Bootstrap Resampling

Overview and summary

Apply bootstrap resampling to the auto price data as follows:

Compare the difference of the bootstrap resampled mean of the log price of autos grouped by 1) aspiration and 2) fuel type. Use both numerical and graphical methods for your comparison. Are these means different within a 95% confidence interval? How do your conclusions compare to the results you obtained using the t-test last week?
Compare the differences of the bootstrap resampled mean of the log price of the autos grouped by body style. You will need to do this pair wise; e.g. between each possible pairing of body styles. Use both numerical and graphical methods for your comparison. Which pairs of means are different within a 95% confidence interval? How do your conclusions compare to the results you obtained from the ANOVA and Tukey’s HSD analysis you performed last week?

Source of the data can be found at : https://archive.ics.uci.edu/ml/machine-learning-databases/autos/imports-85.data

Note: Following packages are required to run the below report.

dplyr
simpleboot
repr
knitr

rm(list = ls())
require(dplyr)
require(simpleboot)
require(repr)
require(knitr)

setwd("C:\\Tejo\\DataScience\\UW_Datascience_Course\\350\\DataScience350-master\\Lecture5\\Assignment")

Data loading and preparation

read.auto = function(file = 'Automobile price data _Raw_.csv'){
        ## Read the csv file
        auto.price <- read.csv(file, header = TRUE, 
                               stringsAsFactors = FALSE)
        
        ## Coerce some character columns to numeric
        numcols <- c('price', 'bore', 'stroke', 'horsepower', 'peak.rpm')
        auto.price[, numcols] <- lapply(auto.price[, numcols], as.numeric)
        
        ## Remove cases or rows with missing values.

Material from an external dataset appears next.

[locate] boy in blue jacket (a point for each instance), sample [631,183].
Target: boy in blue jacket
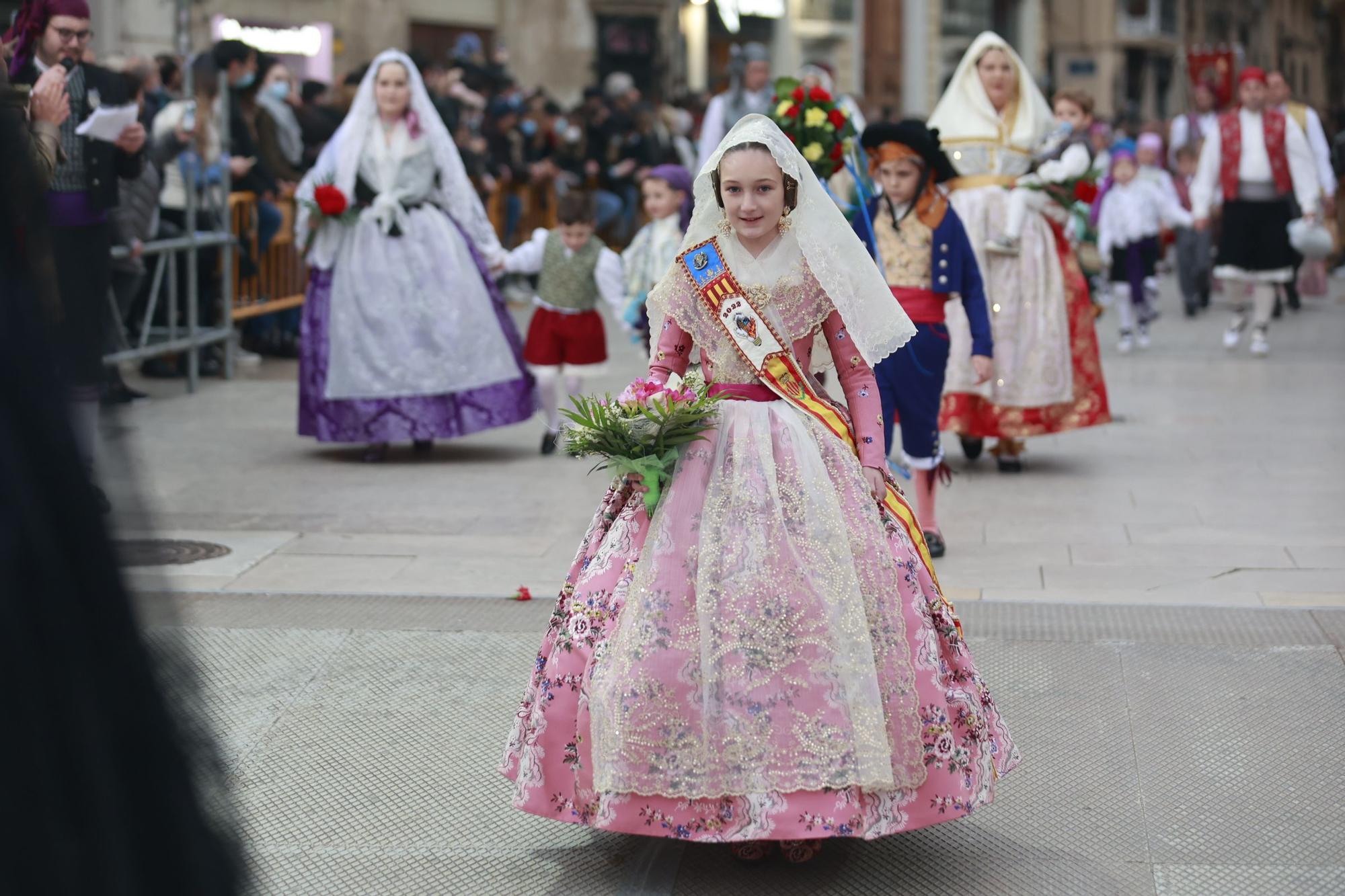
[923,249]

In this case we keep the 
        ## rows which do not have nas. 
        auto.price[complete.cases(auto.price), ]
}
auto.price = read.auto()

#Compare and test Normality the distributions of price and log price
#- Use both a graphical method and a formal test.

read.auto <- auto.price[auto.price$drive.wheels != "4wd",c("fuel.type", 
                                                           "aspiration","drive.wheels" ,"price" ,
                                                           "num.of.doors", "body.style" )]

read.auto <- read.auto[read.auto$num.of.doors != "?", ]
read.auto$log.price <- log(read.auto$price)
read.auto$scaled.log.price <- scale(read.auto$log.price, center = TRUE, scale = TRUE)
read.auto$scaled.price <- scale(read.auto$price, center = TRUE, scale = TRUE)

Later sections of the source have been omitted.